W wystąpieniu zwrócił się do posłów, aby je zaakceptowali. Argumentował m.in., że część parlamentarzystów, którzy weszli w skład PJN mogła nie wiedzieć o kulisach powstania tej formacji, np. o rozmowach Joanny Kluzik-Rostkowskiej z byłym posłem PO Januszem Palikotem. Prezes PiS po wysłuchaniu argumentów posłów przyznał im rację, że nie należy przyjmować stanowiska.
"Nie było mowy o przyjęciu tej uchwały"
- Większość klubu opowiedziało się przeciw. Atmosfera na sali była taka, że nie było mowy o przyjęciu tej uchwały - powiedział jeden z posłów uczestniczących w posiedzeniu.
- Posłowie byli zgodni, prawie wszyscy ostatecznie uznali, że stanowisko nie powinno być przyjęte. To było bardzo dobre spotkanie, które pokazało jedność klubu" - relacjonował inny chcący zachować anonimowość poseł PiS.
- Po dyskusji zrezygnowaliśmy z przyjmowania stanowiska. Nie było głosowania. Wszystko odbyło się na zasadzie porozumienia - powiedział po zakończeniu obrad Błaszczak. Błaszczak dodał, że opinia klubu w tej sprawie była zgodna.
- To oczywiście nie zamyka drzwi (do powrotów), każdy z tych przypadków będziemy oceniali indywidualnie, ale doszliśmy do wniosku, że taki gest - miałby on charakter polityczny - nie będzie skuteczny - mówił dziennikarzom w środę późnym wieczorem szef klubu PiS.
"Częściej i dłużej będziemy rozmawiali"
Błaszczak podkreślił, że nie czuje się zawiedziony z powodu odrzucenia stanowiska. - Uważam, że ta dyskusja, która się odbyła przed chwilą bardzo wiele nam dała i myślę, że z takim postanowieniem wyszliśmy z posiedzenia, że częściej, dłużej będziemy rozmawiali"- zaznaczył.

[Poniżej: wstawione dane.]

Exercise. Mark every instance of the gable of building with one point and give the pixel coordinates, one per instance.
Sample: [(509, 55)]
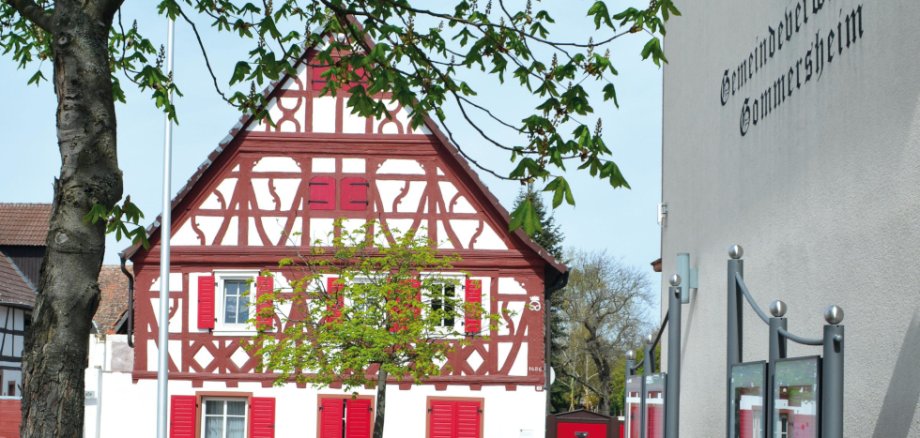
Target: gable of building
[(280, 184)]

Jak wyjaśnił życie parlamentarne jest bardzo intensywne i spotkania są krótsze z uwagi na posiedzenia Sejmu i komisji. "Spotkania wyjazdowe mają to do siebie, że możemy dłużej rozmawiać o świecie politycznym, dłużej rozmawialiśmy również na temat naszych projektów, bo to dzieje się w parlamencie z punktu widzenia relacji między posłami nie jest najważniejsze. Najważniejsze są projekty, najważniejsza jest reakcja na tragiczną sytuację gospodarczą, tragiczną sytuację finansów publicznych. My mamy projekty, mamy propozycje, będziemy je przedstawiali" - powiedział Błaszczak.

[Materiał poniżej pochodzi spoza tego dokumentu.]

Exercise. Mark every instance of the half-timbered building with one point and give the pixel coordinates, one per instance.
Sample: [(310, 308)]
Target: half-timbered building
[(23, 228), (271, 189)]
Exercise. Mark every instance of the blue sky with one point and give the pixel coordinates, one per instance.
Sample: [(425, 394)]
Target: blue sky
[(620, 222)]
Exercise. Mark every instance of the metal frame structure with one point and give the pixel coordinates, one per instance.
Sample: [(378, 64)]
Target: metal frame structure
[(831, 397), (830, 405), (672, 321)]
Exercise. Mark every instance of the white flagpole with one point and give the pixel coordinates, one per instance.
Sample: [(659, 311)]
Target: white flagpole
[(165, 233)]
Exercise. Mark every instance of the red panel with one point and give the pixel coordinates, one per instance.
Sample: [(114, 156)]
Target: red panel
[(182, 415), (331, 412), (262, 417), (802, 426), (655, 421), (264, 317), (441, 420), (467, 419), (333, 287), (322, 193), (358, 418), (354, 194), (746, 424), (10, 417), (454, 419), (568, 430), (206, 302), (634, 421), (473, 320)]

W stanowisku klubu, do którego dotarła w środę PAP, miało znaleźć się m.in. stwierdzenie, że wśród tych, którzy opuścili szeregi PiS, są tacy, dla których hasło "Polska jest najważniejsza" nie jest tylko sloganem i dla nich ma nadal być miejsce w PiS. Klub miał też ocenić w stanowisku, że część posłów, którzy tworzą PJN nie zdawała sobie sprawy, że powstanie nowego klubu będzie się wiązało z "haniebnymi konsultacjami" z b. posłem PO Januszem Palikotem.

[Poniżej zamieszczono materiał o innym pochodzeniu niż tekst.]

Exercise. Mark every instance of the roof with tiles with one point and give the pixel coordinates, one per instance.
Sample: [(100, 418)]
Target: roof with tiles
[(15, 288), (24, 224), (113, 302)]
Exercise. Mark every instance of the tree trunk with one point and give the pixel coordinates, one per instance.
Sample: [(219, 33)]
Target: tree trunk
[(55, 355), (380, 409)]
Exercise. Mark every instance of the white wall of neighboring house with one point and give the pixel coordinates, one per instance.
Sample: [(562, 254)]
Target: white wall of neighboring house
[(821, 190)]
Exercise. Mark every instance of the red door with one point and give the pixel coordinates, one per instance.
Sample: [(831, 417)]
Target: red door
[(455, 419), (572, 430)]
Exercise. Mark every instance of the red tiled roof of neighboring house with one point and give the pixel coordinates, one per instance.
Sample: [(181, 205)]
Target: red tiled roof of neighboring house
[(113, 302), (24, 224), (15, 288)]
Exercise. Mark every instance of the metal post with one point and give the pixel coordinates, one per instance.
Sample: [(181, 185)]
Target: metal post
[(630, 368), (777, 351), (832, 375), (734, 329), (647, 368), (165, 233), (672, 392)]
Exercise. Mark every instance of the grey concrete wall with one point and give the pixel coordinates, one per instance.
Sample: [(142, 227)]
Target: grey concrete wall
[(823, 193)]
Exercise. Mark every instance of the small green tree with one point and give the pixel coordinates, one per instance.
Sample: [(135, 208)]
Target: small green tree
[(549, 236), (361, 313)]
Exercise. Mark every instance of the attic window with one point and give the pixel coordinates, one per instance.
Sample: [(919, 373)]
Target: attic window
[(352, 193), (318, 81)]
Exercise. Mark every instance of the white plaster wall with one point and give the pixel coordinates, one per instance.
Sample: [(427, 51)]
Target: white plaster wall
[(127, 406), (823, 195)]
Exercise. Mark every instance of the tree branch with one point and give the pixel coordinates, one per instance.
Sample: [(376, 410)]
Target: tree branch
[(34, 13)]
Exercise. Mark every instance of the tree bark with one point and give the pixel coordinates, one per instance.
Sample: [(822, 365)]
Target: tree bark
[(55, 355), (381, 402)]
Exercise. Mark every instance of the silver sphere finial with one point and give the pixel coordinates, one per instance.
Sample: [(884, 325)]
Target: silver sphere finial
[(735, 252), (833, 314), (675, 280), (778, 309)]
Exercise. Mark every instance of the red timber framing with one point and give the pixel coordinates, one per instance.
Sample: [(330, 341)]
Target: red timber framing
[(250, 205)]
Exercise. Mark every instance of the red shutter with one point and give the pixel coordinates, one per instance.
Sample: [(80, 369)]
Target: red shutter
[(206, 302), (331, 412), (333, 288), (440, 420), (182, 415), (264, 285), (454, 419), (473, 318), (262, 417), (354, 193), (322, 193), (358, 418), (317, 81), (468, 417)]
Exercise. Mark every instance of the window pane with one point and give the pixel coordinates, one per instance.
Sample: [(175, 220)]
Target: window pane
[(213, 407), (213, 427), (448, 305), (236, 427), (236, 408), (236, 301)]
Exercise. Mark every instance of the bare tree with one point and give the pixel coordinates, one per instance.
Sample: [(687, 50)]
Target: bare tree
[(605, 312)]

"W ogóle nie ma o czym mówić"
Wcześniej Jacek Pilch komentując nieoficjalne informacje PAP w tej sprawie, oświadczył, że żaden z posłów PJN nie zamierza wrócić do klubu PiS. - W ogóle nie ma o czym mówić. Jesteśmy dorosłymi ludźmi i podejmowaliśmy świadomie decyzję o odejściu z PiS. Dla nas nie ma możliwości powrotu - powiedział.
Klub Polska Jest Najważniejsza powstał we wtorek. Jego szefem jest Joanna Kluzik-Rostkowska, w środę na wiceprzewodniczących klubu zostali wybrani: Paweł Poncyljusz, Elżbieta Jakubiak, Jacek Tomczak i Wojciech Mojzesowicz.